What this really means is that I have to think more about how I train and research more about the affects of aging in running, instead of just running blindly down the road.

Other Changes

First – I believe that I am going to change my primary way to measure my running from mileage to time based. This change is huge, since I have always used mileage and pace. I am sure that I will still track miles and pace in my running log, but they will not be my focus.

Second – I am planning to start my week on Sunday instead of my typical Monday start – a minor but substantial difference for me.

Third – I am seriously thinking about switching to a 14 day training cycle like Budd Coates advocates in his book Running on Air, versus the typical 7 day cycle. I haven’t quite decided on this method yet, but I am intrigued by it and doing more research to see if it fits what I want to accomplish.

MORE TRAIL RUNNING

There is also more of a focus on trail running, to help me recover both physically and mentally (I believe that trail running recharges and re-energizes me), it also builds strength and proprioception in different ways than road running does.

Besides I like trail running a lot, I just have not been able to do it as much as I wanted when I was focused on prepping for the MCM.

I LIKE ROUTINE

Believe it or not, I like routine and believe that it helps me run more consistently.

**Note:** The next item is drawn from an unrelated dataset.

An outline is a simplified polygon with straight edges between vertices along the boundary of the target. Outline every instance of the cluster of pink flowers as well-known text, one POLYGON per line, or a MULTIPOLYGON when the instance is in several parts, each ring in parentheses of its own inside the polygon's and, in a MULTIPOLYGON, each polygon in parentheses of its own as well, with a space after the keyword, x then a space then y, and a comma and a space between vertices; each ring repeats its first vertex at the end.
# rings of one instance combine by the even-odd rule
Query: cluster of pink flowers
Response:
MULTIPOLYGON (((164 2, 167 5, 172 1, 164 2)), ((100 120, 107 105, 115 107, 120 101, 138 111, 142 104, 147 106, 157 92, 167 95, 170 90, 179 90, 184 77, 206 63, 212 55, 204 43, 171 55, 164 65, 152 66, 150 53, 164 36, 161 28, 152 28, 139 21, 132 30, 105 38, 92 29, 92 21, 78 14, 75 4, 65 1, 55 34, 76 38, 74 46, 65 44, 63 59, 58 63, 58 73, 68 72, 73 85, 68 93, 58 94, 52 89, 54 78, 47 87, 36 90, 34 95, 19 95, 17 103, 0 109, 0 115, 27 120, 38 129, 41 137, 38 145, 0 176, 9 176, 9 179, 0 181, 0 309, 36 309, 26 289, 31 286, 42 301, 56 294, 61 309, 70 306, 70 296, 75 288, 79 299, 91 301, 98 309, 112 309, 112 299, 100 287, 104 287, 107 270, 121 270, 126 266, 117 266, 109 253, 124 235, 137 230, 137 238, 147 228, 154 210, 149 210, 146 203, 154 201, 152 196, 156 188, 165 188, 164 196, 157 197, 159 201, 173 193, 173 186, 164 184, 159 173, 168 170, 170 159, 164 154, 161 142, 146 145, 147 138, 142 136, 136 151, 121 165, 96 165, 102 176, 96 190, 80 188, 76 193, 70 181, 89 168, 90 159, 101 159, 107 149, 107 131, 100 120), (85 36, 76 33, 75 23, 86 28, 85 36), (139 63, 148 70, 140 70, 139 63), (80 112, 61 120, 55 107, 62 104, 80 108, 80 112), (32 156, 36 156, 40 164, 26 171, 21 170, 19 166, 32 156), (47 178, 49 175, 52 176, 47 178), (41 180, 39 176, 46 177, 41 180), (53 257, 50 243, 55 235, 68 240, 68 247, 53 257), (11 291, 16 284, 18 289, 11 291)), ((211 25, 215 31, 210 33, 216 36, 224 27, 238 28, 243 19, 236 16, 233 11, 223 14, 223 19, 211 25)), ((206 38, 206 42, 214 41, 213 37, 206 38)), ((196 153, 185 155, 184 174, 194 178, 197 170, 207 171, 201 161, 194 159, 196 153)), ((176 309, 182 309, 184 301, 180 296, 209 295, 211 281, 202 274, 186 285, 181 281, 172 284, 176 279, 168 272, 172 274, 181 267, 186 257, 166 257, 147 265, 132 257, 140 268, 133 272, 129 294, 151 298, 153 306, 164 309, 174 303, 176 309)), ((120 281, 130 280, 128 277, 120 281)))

Once I find a routine that works, it helps to keep things simpler, which I believe is the problem with too many training plans, they are overly complex and attempt to have runners do too many different things over the course of a training cycle.

Looking at the above possible 7 day cycle, there is lot variability in the actual courses I could run and the workouts I am looking at doing, so I would not get bored, but I would have a good idea of when and what I would be doing.

I have set courses and workouts that have baselines, to gauge my improvement or use as checkpoints to see what I need to do differently to keep improving.

The best thing about having a routine is that it allows me to focus on my running, instead of whether I am meeting the requirements a canned plan and stressing out when I do not do what the plan’s author says I should be doing to be successful – after all their authors all know more about running than I do…

but they don’t know more about me, than I do.

THE REALITY IS THAT

Sometimes when we take a step back, look at our running objectively and peel away the layers between where we are and what we want to achieve. It can be very surprising what we might find when we do look and what some of the possible solutions might be. Especially, if we are willing to do the research or think a little out of the box.

Runlog Week 20 1983 pg2.jpeg

What I want to achieve it to run consistently and keep improving – even as an old fart!

I know that to do this I need to move away from the attitude of “I have always done it this way” approach and change some things to make me look at my running differently.

EXCITED BY THE POSSIBILITIES

I do know that I am very excited about the possibilities that this different perspective towards my training might provide and hopefully these changes will give me better outcomes than my old boom and then break training style did.

The part that I like most about the changes that I am looking at implementing to my training and running philosophies are that I am taking responsibility for my own training and cannot blame how I do on anyone, but me.

Will I make mistakes – yep, will I be injured again – probably, will I keep running – no doubt about it, but they will be my mistakes and I will learn from them.

I still have a lot to think about and I may not have all the answers, but at least I know more of the right questions to ask and attempt to find those answers.

QUESTION

Since I have some time before I actually start training in August to incorporate some of these training idea, I was wondering if anyone has any experience with the training principles or plans in Matt Fitzgerald’s RUN: The Mind-Body Method of Running by Feel or know of other resources that I should look at, to learn more about using effort based training.

Also does anyone have any experience with 14 day training cycles versus the typical 7 day one that predominates running right now.